Danach folgte monatelanger Dauerregen, Überschwemmungen, Taifune.

 

Dennoch übernimmt die chinesische Regierung viele Anstrengungen im Rahmen des Programms gegen Armut die brachliegende Teeflächen wieder zu rekultivieren. Der Staat fördert z.B. private Investitionen und die Anschaffung von Verarbeitungsmaschinen in der Teeindustrie. de.wikipedia.org/wiki/Volksrepublik_China . So konnten im Jahr 2010 auf ca. 1,95 Mio. Hektar Teefläche 1.4 Mio. Tonnen Tee hergestellt werden; im Jahr 2005 dagegen waren es ca. 1,35 Mio. Hektar und nur 0,94 Mio. Tonnen Tee.

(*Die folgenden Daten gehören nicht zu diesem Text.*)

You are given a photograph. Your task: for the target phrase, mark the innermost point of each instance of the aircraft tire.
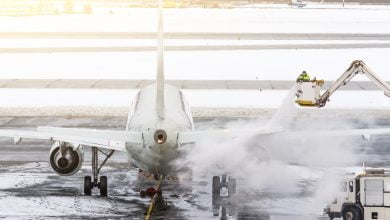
(103, 186)
(87, 185)
(216, 185)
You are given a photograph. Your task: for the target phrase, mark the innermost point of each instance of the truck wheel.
(352, 213)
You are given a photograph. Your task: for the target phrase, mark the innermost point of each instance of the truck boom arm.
(355, 68)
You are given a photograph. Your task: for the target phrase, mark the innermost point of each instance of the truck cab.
(367, 196)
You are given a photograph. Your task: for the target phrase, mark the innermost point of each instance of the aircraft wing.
(193, 136)
(108, 139)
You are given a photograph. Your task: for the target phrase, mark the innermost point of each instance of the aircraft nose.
(160, 136)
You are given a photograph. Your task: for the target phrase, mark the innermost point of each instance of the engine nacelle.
(69, 161)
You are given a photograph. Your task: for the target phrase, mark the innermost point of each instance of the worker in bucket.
(304, 77)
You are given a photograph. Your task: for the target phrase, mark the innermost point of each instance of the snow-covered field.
(271, 64)
(361, 19)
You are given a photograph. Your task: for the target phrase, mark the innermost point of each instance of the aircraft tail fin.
(160, 81)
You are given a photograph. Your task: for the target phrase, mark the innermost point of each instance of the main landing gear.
(102, 185)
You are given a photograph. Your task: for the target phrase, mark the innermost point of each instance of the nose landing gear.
(223, 189)
(102, 185)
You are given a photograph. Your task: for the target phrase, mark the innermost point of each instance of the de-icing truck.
(364, 197)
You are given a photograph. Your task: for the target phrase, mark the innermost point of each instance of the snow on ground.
(197, 98)
(349, 20)
(207, 65)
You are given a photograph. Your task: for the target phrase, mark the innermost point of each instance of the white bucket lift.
(309, 93)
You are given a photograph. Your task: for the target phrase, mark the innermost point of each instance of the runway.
(106, 49)
(196, 35)
(30, 189)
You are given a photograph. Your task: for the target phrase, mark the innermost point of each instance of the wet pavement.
(29, 188)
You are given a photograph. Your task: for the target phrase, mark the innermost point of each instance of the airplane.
(159, 125)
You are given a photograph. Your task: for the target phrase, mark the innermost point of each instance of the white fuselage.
(152, 156)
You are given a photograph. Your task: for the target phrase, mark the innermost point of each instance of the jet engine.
(65, 160)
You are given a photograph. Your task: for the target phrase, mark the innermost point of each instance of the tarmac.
(181, 84)
(30, 189)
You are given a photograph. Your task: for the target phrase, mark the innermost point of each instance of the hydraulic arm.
(308, 92)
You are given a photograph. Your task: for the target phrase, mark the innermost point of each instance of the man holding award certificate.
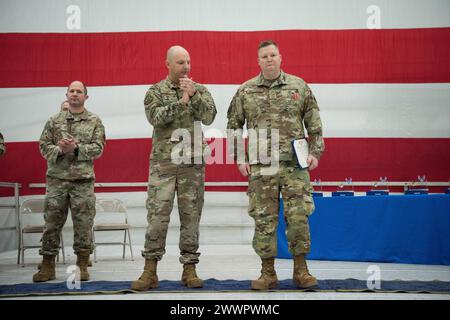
(276, 105)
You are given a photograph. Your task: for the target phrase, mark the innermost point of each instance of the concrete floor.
(222, 262)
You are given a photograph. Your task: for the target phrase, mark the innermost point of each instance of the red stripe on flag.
(362, 159)
(318, 56)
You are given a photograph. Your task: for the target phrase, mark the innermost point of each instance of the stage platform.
(222, 262)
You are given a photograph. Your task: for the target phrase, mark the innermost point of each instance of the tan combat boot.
(302, 277)
(268, 278)
(82, 263)
(148, 279)
(189, 277)
(47, 271)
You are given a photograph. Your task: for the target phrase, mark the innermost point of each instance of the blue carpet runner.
(213, 285)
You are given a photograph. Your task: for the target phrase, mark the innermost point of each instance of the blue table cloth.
(395, 228)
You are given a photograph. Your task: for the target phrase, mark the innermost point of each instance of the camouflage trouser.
(187, 181)
(264, 191)
(79, 196)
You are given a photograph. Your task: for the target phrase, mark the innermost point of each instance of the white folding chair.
(32, 222)
(111, 215)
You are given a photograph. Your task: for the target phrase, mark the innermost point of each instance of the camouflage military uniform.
(285, 104)
(2, 145)
(70, 178)
(167, 114)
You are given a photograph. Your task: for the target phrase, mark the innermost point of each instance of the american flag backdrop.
(380, 71)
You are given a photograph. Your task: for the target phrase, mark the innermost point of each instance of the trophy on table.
(379, 188)
(418, 187)
(318, 185)
(344, 189)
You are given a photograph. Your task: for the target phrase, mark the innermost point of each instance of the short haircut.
(84, 87)
(266, 43)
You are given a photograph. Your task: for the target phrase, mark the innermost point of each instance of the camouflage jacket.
(2, 145)
(166, 114)
(288, 105)
(87, 129)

Pro Hektar  werden also durchschnittlich 700 kg Tee erzeugt. Das ist ein sehr geringer Ertrag. In anderen Teeanbaugebieten der Welt sind bis zu 5000kg pro Hektar möglich. D. h die chinesische Teeindustrie hat noch Optimierungsbedarf.

 

Trotz der Produktionssteigerung steht den bisherigen Exportmärkten immer weniger Tee zur Verfügung. Der Inlandsbedarf Chinas ist stark gestiegen. Andere Nationen in Afrika, Asien, Russland und Osteuropa sind zu mehr Wohlstand gekommen und importieren deutlich mehr Tee aus China. Grüner Tee aus China wird auch deutlich stärker von der Kosmetikindustrie benötigt, und die Pharmabranche benötigt grünen Tee zur Absorbierung von Wirkstoffen. Grüner Tee ist wegen seines guten Images als Gesundheits- u. Wellnessgetränk begehrt.

 

Die Teeindustrie in Indien und China  hat damit zu kämpfen, dass immer mehr junge Leute die Teefarmen verlassen und ihr Glück in den Städten suchen. Die Städte sind nicht nur Anziehungspunkt wegen der besseren Verdienstmöglichkeiten, sondern auch deshalb, weil sie für junge Leute mehr Freizeitangebote bereithalten. In beiden Ländern nimmt die Landflucht zu.

 

So gibt es in China viele Teefarmen in denen nur noch alte Menschen leben, die oft die körperliche Arbeit nicht mehr verrichten können. Sowohl die Bauern in kleinbäuerlichen Strukturen als auch Betreibergesellschaften der Teeindustrie in der Plantagenwirtschaft sind mehr und mehr darauf angewiesen, Saisonarbeiter zu beschäftigen und zu bezahlen.

 

Die Arbeitsangebote in wirtschaftlich aufstrebenden Gesellschaften sind vielfältiger und größer geworden auch für Wander- und Saisonarbeiter und das Arbeiten und Leben in den Farmen während der Teeernte ist unattraktiv. So sind die Löhne in der Teeindustrie insbesondere in den Verarbeitungsfabriken explosionsartig gestiegen. Die Lebenshaltungskosten steigen jährlich in einem zweistelligen Bereich. Die Teebauern leben immer noch an der Armutsgrenze und die Einkommen aus der Teeproduktion beträgt meist nicht mehr als 500 Euro im Jahr. 

 

Für den nachhaltigen biologischen Anbau  sind hohe und langfristige Investitionen nötig, die ebenso wie deutlich bessere Einkommen der Teebauern und der Saisonarbeiter aus den Teepreisen finanziert werden müssen.

 

Der Export in die traditionellen Märkte in Europa und USA leistet hierbei den geringsten Beitrag. Die dort zu erzielenden Exportpreise sind, gemessen an den nötigen Investitionen für den nachhaltigen ökologischen Anbau, Qualitätsmanagementsysteme und eine bessere soziale Entwicklung, zu gering.

 

Leider werden in diesen Märkten immer schlechtere bzw. billigere Qualitäten nachgefragt. Das steht in keinem gesunden Verhältnis zu den ökologischen, ökonomischen und sozialen Entwicklungen, die von Verbrauchern und Händlern aus diesen Ländern nachgefragt wird.

 

Wir leisten mit unserem Fairbiotea Programm unseren Beitrag zu mehr Qualitätssicherheit, die vom Markt gefordert wird, und zu mehr sozialer Verantwortung im Sinne der Teebauern und der Verbraucher.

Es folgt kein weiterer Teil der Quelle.